I am a physics PhD candidate from Pennsylvania State University where I have been a teaching assistant for over 6 years.
I have taught the entire gamut of physics courses from concepts in mechanics (position, velocity, acceleration, force, energy, momentum..) to electricity, magnetism and thermal physics. I have also served as a physics instructor, in which capacity I have designed the lectures and assessment for algebra and calculus based physics courses.
I love teaching because I get to try out different techniques to explain concepts depending on the student's learning needs. Because of my experience teaching physics, I can quickly grasp what concept the student is having problem with and figure out whether a more mathematical or physical and visual approach is needed.
Math and physics are my favorite subjects to teach and I enjoy solving problems and explaining easy ways to break down a problem into smaller,
manageable bits. Because math is the language of physics, I am fairly competent in teaching calculus and algebra as needed.
Education & Certification
Graduate Degree: St Stephen's College - Masters, Physics
Graduate Degree: Pennsylvania State University-Main Campus - PHD, Physics, Education
Gardening, dog walking, cooking
What is your teaching philosophy?
I enjoy teaching physics and math and believe that good conceptual understanding is the key to strong problem solving abilities. The one-size-fits-all approach does not really work for everyone, and hence, I like to try different approaches depending on the student's needs.
What might you do in a typical first session with a student?

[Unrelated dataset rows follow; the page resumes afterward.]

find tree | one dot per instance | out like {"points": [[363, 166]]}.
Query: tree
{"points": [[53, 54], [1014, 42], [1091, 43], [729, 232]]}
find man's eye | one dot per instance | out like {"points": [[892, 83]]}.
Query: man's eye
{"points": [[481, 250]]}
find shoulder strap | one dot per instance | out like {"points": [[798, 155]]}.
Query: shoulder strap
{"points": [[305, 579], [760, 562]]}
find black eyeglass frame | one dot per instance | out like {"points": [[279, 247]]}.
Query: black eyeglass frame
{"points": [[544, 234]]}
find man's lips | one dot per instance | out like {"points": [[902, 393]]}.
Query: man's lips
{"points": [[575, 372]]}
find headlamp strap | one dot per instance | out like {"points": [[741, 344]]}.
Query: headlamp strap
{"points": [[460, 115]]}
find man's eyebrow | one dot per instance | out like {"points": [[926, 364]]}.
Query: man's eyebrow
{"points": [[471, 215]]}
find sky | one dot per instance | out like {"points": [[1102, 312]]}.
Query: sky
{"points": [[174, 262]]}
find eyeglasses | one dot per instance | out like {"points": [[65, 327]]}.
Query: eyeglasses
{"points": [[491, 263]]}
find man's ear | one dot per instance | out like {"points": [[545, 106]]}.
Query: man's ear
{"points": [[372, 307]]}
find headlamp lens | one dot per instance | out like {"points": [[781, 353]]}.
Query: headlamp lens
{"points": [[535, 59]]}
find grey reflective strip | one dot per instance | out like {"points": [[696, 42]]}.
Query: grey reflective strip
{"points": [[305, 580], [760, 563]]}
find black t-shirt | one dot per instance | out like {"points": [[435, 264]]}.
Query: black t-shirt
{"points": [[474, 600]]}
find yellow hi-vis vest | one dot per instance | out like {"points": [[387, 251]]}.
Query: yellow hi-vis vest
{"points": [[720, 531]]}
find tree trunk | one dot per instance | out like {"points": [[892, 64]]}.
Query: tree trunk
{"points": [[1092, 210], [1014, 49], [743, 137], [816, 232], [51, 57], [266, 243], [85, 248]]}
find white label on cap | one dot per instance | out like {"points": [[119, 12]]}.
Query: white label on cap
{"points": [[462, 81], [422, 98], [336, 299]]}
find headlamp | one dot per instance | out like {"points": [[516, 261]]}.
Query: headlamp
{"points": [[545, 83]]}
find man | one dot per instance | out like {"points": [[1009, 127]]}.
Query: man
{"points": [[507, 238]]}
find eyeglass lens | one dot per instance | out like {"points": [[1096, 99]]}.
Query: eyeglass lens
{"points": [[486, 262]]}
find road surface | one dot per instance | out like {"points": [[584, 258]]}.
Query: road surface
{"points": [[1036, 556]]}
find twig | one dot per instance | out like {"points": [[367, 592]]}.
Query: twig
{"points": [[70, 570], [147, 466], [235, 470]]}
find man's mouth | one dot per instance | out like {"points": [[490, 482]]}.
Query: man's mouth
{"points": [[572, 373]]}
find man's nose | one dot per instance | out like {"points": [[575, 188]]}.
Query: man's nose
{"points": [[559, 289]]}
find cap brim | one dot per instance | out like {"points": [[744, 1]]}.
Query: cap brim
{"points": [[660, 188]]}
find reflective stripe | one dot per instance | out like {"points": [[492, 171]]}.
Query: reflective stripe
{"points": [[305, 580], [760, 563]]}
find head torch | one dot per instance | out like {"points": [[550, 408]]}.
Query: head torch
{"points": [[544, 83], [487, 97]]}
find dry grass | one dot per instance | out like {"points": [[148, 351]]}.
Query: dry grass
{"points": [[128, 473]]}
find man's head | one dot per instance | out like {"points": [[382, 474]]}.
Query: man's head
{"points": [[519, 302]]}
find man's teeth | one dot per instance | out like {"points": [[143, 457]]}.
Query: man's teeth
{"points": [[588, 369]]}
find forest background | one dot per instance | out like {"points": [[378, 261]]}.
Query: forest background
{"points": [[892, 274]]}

Before I begin the first session, I would ask the student for their study materials and determine what topic the student needs help with. In this way we can hit the ground running. 1. We would do a brief meet and greet to get comfortable and then begin with any concepts that need refreshing. For example, if we are starting with position, velocity, and acceleration, we would talk about what each of these terms mean physically and their mathematical representations. 2. We would then go over problems like interpreting position vs time graphs, velocity vs time graphs, etc. 3. Then, I would ask the student to solve a problem by themselves just to make sure that the concepts are settling in. 4. Go back and repeat the previous steps if necessary.

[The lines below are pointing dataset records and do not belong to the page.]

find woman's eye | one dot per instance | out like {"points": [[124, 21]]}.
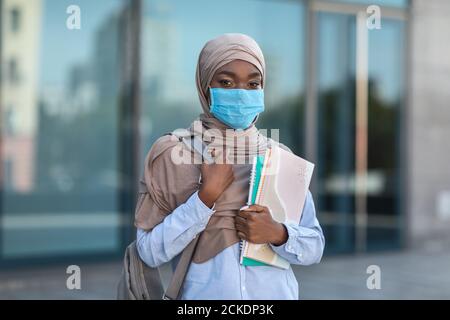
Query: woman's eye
{"points": [[254, 85], [225, 83]]}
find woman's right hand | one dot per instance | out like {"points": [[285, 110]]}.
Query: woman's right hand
{"points": [[216, 178]]}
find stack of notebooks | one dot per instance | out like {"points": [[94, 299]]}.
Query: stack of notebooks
{"points": [[280, 181]]}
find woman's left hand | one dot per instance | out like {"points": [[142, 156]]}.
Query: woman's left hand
{"points": [[256, 225]]}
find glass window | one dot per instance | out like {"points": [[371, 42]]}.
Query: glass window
{"points": [[15, 19], [337, 133], [388, 3], [61, 184]]}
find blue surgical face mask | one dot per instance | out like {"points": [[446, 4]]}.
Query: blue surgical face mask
{"points": [[237, 108]]}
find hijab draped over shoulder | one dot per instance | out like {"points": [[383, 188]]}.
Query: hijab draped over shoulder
{"points": [[166, 184]]}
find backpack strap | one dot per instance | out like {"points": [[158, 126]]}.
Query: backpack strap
{"points": [[173, 290]]}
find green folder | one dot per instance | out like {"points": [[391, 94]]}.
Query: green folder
{"points": [[256, 178]]}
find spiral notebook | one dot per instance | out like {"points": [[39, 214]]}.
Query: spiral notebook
{"points": [[280, 181]]}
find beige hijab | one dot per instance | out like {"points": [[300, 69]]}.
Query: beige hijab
{"points": [[166, 185]]}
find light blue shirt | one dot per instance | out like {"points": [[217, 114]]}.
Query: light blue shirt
{"points": [[223, 277]]}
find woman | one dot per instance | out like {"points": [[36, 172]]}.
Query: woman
{"points": [[175, 207]]}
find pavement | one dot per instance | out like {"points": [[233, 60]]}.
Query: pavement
{"points": [[423, 274]]}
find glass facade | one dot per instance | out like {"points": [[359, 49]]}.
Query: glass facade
{"points": [[80, 108]]}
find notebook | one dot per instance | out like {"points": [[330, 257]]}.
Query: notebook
{"points": [[280, 181]]}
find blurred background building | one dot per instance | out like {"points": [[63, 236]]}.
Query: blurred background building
{"points": [[79, 109]]}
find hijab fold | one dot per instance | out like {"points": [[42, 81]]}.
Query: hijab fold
{"points": [[166, 185]]}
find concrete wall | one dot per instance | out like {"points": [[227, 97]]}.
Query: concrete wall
{"points": [[428, 203]]}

How can you help a student become an independent learner?
Guide them through problems and concepts initially, and then have them work on problems by themselves, providing help in the form of clues.
How would you help a student stay motivated?
Telling them that the ability to solve math and physics problems and become good at it is an acquired talent, and it is simply not true that some people are born with these qualities. Everyone can get it as long as they work towards it, patiently and consistently.